If Federico Fellini had chosen him for the role of Giacomo Casanova (for which in the end he had to be content with voicing Donald Sutherland) he would have become immortal.

Instead, Italian cinema rarely trusted him as a leading actor.

The character actor's mask remained impressed on him and he, after all, liked it that way, free to go wild in scenes and backstages for which he didn't even need a director: he knew how to do everything by himself and even so he carved out a unique role for himself. on the big screen.


    He made his debut in 1964 with a little cop part thanks to Ettore Scola in "If you allow us to talk about women" and two years later, thanks to the first television rehearsals, they noticed him at Cinecittà.

They call him old masters and good craftsmen like Alessandro Blasetti ("The girl of the bersagliere") and Franco Indovina ("The matriarch" with Catherine Spaak);

Tinto Brass gives him space with the revolutionary "L'urlo" (first dramatic role in his career);

Mario Monicelli enhances it, who in '74 even wants it in three parts (Pattume, Colombino and hidden behind the mask of Death) in "Brancaleone alle crciate" (1970).

Three years later he has a great opportunity with "La Tosca" by Luigi Magni in which he plays the role of Cavaradossi and it is a pity that the partnership between the two best interpreters of the "Roman world" has not followed for the different characters of actor and director.


    On the other hand, Proietti confronts more "intellectual" authors such as Elio Petri ("Property is no longer a theft") or Alberto Lattuada who in "Le farò da padre" confirms him as a dramatic protagonist.

But it is thanks to television, and in particular to Ugo Gregoretti with whom he had already worked in the "Pickwick Club", that he displays all his talent: in 1974, two years before Kabir Bedi, he shows off Sandokan's turban in a memorable "Le tigri di Mompracem "in which he duets with the inflamed pages of Salgari and the minute chronicle of the writer's misadventures.


    His cult film is from 1976: "Fever from horse" by Steno with the character of the unfortunate gambler Bruno Fioretti known as Mandrake.

For the producers it would be the shoulder of Enrico Montesano, but to stand out is his character who (see the famous harangue in court) becomes an actor model, so much so as to push Carlo Vanzina (son of Steno) to propose the role in the sequel to the 2002. "Horse fever" is an emblematic title of Proietti's film career.
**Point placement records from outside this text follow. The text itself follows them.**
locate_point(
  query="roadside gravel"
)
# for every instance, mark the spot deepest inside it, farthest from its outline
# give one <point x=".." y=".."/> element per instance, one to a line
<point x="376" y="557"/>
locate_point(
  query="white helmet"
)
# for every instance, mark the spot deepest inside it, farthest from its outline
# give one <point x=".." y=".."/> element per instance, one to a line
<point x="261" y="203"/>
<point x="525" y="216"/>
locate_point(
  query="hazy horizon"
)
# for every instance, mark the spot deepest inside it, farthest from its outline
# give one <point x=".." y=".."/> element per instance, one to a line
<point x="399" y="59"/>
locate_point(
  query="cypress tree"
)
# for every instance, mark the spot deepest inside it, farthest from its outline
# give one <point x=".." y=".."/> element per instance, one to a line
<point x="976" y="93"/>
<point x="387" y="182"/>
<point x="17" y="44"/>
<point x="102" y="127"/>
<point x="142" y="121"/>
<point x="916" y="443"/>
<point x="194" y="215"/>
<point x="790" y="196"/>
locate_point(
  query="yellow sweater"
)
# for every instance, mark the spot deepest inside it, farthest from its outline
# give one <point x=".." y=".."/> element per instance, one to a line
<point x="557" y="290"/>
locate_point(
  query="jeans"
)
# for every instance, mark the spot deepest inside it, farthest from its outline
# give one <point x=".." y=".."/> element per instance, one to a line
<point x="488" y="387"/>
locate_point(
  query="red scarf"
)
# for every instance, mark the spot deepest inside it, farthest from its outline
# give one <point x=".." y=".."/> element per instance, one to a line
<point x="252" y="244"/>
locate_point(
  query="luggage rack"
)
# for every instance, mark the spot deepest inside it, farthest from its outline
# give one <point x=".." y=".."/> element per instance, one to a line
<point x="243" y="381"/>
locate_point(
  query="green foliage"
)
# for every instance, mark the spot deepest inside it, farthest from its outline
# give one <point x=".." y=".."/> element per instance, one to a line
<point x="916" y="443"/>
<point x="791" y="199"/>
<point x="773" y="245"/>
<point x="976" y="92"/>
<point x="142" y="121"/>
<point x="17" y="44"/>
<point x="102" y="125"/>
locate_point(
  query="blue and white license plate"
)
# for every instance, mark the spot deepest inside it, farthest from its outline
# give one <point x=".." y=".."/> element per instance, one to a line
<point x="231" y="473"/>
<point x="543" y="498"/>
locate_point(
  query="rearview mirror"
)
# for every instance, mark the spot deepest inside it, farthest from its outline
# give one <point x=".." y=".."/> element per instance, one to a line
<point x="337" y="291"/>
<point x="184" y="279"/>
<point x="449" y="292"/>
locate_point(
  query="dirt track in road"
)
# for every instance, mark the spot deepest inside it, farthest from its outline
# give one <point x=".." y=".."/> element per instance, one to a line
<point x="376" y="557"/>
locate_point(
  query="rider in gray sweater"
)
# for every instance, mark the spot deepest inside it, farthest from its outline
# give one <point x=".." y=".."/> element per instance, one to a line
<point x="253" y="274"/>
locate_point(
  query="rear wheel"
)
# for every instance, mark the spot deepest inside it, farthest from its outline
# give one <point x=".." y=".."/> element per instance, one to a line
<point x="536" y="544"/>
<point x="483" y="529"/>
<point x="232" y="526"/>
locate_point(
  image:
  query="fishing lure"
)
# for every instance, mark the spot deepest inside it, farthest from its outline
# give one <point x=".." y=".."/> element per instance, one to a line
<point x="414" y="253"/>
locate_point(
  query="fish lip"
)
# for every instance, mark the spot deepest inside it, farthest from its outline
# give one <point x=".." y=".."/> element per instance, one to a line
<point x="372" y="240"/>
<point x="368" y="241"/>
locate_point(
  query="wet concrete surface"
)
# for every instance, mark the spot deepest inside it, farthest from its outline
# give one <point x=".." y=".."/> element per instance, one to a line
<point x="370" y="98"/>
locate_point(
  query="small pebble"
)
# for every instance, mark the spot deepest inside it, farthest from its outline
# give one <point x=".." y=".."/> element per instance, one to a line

The film was born, without special ambitions, as a genre film and at its release it is hardly even reviewed in the newspapers: instead it digs a popular niche year after year to become a model of Roman and universal comedy.


    Luigi Proietti aka Gigi leaves us about fifty films, very often accepted for fun as in Sergio Citti's "Casotto" in which he is slapped by Catherine Deneuve (in the scene the actress lost the Bulgari ring that the producer he had given her as a symbolic compensation) or as when Bertrand Tavernier chooses him for Cardinal Mazarino in "The daughter of D'Artagnan", a smiling tribute to Italian swashbuckling cinema.

Over the years he has often worked with Mario Monicelli (who had an almost fatherly affection for him) and the Vanzina brothers who considered him one of the family.

His latest role fits him perfectly, the grumpy Fire Eater in Matteo Garrone's "Pinocchio": almost unrecognizable behind the heavy stage make-up, he casts flaming glances and mutters curses and blandishments, as in the last joke of a comedy mask of art.